Sementara PSP agaknya memang berusaha tampil dengan kejutan baru
membawa sejumlah anak gelandangan untuk joget di pentas. Dan
anak-anak itu mereka panggil dengan nama-nama seperti: Jim,
Peter, George. Sejak muncul orkes nyentrik ini memang telah suka
menyindir. Ketika musik dangdut belum mendapat pasaran di
kalangan gedongan, mereka muncul dengan dang-dut tapi lagu
Barat. Tentu saja ini sindiran yang tak menyakitkan, bahkan
terasa sebagai humor segar. Dan meskipun belum ada riset,
agaknya mereka ikut andil juga naiknya dangdut ke kalangan
gedungan.
Terasa Pedas
Dan MDG juga tak cukup menggetarkan Balai Sidang. Meski secara
visual memang menarik -- bayangkan saja kalau suara drum
ternyata keluar dari sejumlah ember plastik. Cuma kejutan mereka
itu dinetralisasi sendiri dengan masih mengikutsertakannya
instrumen beneran piano, gitar dan bas listrik. Tambahan lagi
lagu-lagu yang mereka bawakan tak orisinal maksudnya, bukan
tercipta berkat alat dapur.
Itulah ketika GPL muncul dan mengumandangkan lagu pertamanya
Haben, sebuah lagu Israel, suara yang keluar dari sekitar 40
mulur dari mereka yang suka mendaki gunung dan mengarungi hutan
ini, benar-benar membuat udara di Balai Sidang bergetar. Sekitar
10 lagu sempat mereka suguhkan. Malam itu sepertinya, GPL
mencoba meyakinkan penonton, bahwa musik kampus tak harus
nyentrik, tapi bisa juga serius. Dan mereka berhasil.

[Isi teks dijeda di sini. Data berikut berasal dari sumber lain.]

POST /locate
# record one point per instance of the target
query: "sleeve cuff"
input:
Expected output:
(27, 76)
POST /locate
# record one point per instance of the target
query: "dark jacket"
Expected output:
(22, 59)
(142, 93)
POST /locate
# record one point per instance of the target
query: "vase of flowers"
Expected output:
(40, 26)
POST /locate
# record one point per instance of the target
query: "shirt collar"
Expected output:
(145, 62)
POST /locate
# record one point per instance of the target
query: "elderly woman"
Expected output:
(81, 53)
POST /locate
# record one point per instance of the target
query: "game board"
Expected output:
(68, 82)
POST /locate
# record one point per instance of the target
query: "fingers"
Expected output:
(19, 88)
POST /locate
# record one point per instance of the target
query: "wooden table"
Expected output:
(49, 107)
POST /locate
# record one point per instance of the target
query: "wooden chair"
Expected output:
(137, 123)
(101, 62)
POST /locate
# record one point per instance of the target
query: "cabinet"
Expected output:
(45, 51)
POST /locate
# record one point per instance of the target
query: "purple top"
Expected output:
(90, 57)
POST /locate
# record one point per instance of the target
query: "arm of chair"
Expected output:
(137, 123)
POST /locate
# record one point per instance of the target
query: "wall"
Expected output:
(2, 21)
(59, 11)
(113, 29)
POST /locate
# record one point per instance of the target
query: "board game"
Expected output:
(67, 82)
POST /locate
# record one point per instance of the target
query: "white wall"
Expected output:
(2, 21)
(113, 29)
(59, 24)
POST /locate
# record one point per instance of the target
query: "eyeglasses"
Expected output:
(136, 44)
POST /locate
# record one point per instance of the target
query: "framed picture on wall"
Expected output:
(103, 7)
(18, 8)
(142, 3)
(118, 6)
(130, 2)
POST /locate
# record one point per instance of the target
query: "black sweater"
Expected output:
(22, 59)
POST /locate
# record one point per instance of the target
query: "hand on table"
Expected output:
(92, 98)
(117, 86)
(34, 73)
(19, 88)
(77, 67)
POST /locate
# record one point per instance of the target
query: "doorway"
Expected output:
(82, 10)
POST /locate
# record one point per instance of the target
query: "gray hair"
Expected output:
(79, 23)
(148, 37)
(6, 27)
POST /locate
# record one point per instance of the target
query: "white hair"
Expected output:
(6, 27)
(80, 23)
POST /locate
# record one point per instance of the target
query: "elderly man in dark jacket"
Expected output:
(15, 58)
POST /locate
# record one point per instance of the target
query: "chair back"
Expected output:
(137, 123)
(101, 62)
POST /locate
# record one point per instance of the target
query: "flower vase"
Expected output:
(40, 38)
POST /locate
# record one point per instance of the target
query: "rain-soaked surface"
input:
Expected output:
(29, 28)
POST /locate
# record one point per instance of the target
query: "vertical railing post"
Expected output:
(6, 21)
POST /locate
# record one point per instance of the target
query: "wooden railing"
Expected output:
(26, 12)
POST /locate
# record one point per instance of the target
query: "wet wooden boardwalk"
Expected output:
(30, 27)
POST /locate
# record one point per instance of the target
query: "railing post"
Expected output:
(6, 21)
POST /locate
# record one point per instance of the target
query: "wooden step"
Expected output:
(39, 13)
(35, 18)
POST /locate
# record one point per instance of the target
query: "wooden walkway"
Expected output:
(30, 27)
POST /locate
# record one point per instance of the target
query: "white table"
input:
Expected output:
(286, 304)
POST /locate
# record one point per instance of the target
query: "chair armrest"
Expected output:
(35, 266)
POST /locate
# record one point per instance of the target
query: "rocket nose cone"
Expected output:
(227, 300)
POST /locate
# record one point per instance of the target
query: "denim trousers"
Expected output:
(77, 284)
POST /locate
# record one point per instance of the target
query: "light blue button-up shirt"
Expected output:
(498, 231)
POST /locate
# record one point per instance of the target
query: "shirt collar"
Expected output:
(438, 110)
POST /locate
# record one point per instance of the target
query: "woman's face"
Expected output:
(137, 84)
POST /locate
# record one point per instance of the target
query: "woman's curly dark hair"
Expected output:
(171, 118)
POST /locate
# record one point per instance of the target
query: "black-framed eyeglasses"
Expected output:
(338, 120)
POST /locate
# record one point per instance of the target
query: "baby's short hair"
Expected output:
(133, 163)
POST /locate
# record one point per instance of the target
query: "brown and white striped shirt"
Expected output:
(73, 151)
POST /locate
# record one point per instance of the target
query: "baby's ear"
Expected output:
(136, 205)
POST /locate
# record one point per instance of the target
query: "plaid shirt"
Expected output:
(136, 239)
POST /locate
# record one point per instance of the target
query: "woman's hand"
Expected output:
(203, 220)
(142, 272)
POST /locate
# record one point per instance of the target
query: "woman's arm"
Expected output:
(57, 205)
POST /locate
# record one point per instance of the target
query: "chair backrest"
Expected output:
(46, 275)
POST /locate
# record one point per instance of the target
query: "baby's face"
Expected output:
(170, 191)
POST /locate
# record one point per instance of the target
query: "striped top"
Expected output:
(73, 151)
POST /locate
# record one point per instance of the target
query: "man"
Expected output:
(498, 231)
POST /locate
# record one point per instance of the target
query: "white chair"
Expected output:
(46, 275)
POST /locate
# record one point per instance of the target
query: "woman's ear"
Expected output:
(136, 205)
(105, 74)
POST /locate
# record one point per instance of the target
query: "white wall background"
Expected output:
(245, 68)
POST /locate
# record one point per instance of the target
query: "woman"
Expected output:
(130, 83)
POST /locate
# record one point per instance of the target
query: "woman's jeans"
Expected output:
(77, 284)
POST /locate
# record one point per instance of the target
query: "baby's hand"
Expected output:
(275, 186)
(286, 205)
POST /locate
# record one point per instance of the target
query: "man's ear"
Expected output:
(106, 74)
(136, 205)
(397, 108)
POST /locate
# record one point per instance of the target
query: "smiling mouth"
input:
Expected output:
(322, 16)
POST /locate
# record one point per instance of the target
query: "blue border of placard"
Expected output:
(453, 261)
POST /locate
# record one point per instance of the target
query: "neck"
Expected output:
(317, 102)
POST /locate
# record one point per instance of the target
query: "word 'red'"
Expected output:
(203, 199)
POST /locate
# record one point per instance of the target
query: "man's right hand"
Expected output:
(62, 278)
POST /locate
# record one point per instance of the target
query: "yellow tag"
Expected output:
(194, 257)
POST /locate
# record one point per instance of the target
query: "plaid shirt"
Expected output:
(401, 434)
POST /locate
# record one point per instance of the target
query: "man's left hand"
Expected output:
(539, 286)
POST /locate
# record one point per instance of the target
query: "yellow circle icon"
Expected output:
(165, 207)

Grup ini muncul di Unpad delapan tahun lalu. Kemudian berhasil
merebut perhatian masyarakat. Sejumlah pagelarannya selalu
mengundang penonton. Taman Ismail Marzuki, pusat kesenian di
Jakarta, bahkan sempat mengundang mereka berkonser tunggal dua
kali -- Juni 1974 dan Oktober 1977. Yang mungkin menimbulkan
pertanyaan bagaimana Iwan Abdurachman yang kini telah ir masih
tetap bisa mengumpulkan sejumlah teman-temannya yang juga sudah
sarjana. "Karena dedikasi, mereka tetap datang ke Bandung pada
jadwal latihan yang sudah kami sepakati," katanya kepada TEMPO.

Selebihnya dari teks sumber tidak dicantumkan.